今回はドイツ人のパンのこだわりと、それを満たすための要求がすごいなとも感じるものを記録。ちなみにドイツ人、と呼んでるけど、ドイツに住んでる人々、といった方がいいのかも。国籍はバラバラかもしれないけど、何かがドイツらしさを作ってるのが不思議。

パンの材料をチェックする

99%のお客さんがパンの材料をきいてくる。小麦?ライ麦?スペルト小麦?それぞれの出産地は?それぞれの割合は?サワードウ?イースト?ビーガン?タネは何時間寝かせた?

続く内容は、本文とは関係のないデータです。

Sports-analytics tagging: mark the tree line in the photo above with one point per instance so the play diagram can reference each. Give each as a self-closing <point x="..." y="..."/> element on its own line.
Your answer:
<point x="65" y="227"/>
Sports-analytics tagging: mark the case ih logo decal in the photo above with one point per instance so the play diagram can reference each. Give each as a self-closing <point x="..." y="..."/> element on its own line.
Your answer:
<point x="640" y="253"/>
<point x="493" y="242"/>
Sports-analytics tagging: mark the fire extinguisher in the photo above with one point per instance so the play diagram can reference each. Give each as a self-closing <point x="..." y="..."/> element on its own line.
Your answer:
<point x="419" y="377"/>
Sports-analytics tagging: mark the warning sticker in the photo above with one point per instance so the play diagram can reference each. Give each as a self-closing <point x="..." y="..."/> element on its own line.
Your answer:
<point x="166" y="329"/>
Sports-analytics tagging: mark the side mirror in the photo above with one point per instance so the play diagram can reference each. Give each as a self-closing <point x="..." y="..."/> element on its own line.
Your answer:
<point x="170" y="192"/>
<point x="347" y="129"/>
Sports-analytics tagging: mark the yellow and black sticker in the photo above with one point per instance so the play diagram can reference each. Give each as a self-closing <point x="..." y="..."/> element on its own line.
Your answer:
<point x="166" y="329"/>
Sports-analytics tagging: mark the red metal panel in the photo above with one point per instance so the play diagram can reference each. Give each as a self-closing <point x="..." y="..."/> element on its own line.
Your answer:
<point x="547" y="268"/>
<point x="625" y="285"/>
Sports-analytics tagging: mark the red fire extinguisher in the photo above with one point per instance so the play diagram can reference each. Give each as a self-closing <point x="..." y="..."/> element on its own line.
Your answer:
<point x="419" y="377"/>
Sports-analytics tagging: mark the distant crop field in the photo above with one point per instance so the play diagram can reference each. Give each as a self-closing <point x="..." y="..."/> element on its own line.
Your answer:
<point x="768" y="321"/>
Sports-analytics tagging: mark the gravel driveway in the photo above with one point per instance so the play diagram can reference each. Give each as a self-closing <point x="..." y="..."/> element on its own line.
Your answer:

わたしはお腹は強い方なので、何を食べてもピンピンしてるのですが、ドイツ人はそうでもないらしい。これは消化できない、具合が悪くなる、トイレに何回も行くことになる、などなど。または環境に良いことをしたい、自然に近いものが好き、といった気持ちから、中身をちゃんと知りたいのでしょう。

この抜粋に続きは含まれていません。